Nel XX secolo, i partiti di destra in Europa sono spesso cresciuti in un contesto di alta inflazione e profondi cambiamenti nella struttura socio-economica, come successo, ad esempio, al termine della Prima Guerra Mondiale. I partiti di destra o di estrema destra tipicamente richiamano l’importanza delle comunità locali, della famiglia tradizionale, della piccola impresa, del lavoro autonomo ed esprimono la volontà di difenderli da cambiamenti che hanno origine esterna e che tali comunità, famiglie, imprese e lavoratori si ritiene fatichino a gestire. Si tratta, in altre parole, di formazioni politiche che spesso, benché non sempre, si propongono di difendere un assetto “tradizionale”, che viene ritenuto in pericolo.

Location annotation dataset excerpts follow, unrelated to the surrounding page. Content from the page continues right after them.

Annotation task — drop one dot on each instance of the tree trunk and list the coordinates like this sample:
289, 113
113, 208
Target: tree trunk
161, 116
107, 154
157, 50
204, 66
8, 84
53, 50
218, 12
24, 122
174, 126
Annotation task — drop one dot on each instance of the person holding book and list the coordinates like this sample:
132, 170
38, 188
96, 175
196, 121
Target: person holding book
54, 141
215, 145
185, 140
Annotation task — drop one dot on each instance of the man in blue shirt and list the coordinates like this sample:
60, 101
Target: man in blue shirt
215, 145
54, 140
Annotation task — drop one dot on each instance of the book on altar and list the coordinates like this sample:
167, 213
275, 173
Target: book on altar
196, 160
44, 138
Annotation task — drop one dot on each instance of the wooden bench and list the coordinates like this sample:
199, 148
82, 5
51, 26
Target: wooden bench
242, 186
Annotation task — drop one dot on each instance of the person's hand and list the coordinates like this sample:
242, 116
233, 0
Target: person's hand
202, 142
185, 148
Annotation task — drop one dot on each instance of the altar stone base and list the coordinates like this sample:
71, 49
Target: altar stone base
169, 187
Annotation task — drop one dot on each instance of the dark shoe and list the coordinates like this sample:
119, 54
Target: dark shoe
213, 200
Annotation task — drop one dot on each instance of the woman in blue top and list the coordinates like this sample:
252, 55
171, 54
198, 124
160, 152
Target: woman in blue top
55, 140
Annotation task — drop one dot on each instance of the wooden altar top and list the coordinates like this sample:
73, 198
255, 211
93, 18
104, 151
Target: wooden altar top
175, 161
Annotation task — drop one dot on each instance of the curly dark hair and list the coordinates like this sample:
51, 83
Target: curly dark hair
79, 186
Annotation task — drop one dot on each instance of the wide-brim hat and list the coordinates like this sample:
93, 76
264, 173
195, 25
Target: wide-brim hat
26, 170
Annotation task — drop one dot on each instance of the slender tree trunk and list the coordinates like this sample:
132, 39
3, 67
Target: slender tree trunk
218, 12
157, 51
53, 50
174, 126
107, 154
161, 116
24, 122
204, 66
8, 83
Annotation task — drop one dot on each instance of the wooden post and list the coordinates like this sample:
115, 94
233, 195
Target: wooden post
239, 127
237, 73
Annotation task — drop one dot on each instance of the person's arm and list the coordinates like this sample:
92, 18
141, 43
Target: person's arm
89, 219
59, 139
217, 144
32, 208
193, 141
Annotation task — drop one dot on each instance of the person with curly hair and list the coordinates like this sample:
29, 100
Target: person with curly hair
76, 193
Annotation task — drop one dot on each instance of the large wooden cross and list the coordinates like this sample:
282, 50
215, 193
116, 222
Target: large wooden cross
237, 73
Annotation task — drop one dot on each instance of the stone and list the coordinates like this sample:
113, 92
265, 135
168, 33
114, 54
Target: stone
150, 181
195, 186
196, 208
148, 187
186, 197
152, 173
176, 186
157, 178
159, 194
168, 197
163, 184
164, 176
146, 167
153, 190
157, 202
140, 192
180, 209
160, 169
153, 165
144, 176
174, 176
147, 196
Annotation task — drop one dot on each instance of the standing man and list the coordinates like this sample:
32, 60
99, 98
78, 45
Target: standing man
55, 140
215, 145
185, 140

Indubbiamente gli aumenti dei prezzi dell’energia registrati negli ultimi anni, che danneggiano i percettori di redditi fissi e le piccole aziende, possono aver aumentato il sostegno ai partiti di destra o di estrema destra, i quali si sono scagliati spesso sia contro le grandi aziende energetiche colpevoli di fare extra-profitti che contro le scelte pubbliche di combattere il cambiamento climatico o di sostenere la resistenza ucraina contro l’invasione russa, rovesciandone i costi sui “piccoli”.
Questo vuol dire che, considerando l’Italia e la sua dipendenza dal gas, possibili picchi dei prezzi del gas potrebbero giocare a favore del governo attuale?
Un’impennata del prezzo del gas sicuramente danneggerebbe le famiglie e le imprese italiane, che sono esposte più di altre in Europa all’andamento del mercato del gas.
Tuttavia, vale la pena evidenziare che in politica non esistono gli automatismi. L’impatto politico di un certo evento dipende da come viene percepito, da come viene inserito in una narrazione più ampia. E da che risorse si possono e vogliono impiegare per rispondere a quell’evento.
In Italia esistono ora margini di finanza pubblica alquanto ristretti per gestire un’eventuale impennata dei prezzi del gas.
L’Italia riceverà una serie di fondi europei per investimenti entro il 2027. Potrebbero essere rivisti per dare meno spazio alle politiche climatiche?
Il PNRR prevede significativi investimenti legati alla transizione energetica e alle politiche climatiche. Cambiare nuovamente la sua articolazione a due anni dalla sua naturale scadenza mi sembra difficile. Servirebbero infatti mesi per negoziare i cambiamenti. E a quel punto rimarrebbe poco tempo per fare qualcosa di diverso dall’elargire bonus e scontri vari agli operatori privati.
In conclusione, quale secondo lei la coalizione più probabile alla base della prossima Commissione? Sembra che i verdi siano i favoriti per unirsi a PPE, S&D e Renew, giusto?
Difficile dirlo. Conoscere lo stato reale dei negoziati è arduo. Ammetto che i messaggi elettorali del PPE e dei verdi mi sono spesso sembrati poco conciliabili. E ripeto, è sempre possibile che su specifici file si formino alleanze diverse da quella di riferimento che si formerà nei prossimi mesi per la conferma della nuova Commissione europea.
Secondo lei ci potrebbero essere difficoltà in Parlamento? Immagino per esempio che il Consiglio confermi von der Leyen. La legislatura precedente il Parlamento ha votato a favore, ma per poco…
Di nuovo, è difficile dirlo. La politica è spesso imprevedibile. Molto dipenderà dai negoziati e dagli accordi incrociati. Osservo solamente due cose. Primo, la von der Leyen è stata il candidato del partito che ha preso più voti, il PPE. Secondo, già in passato si è andati sull’”usato sicuro”, vedi il caso Barroso 15 anni fa.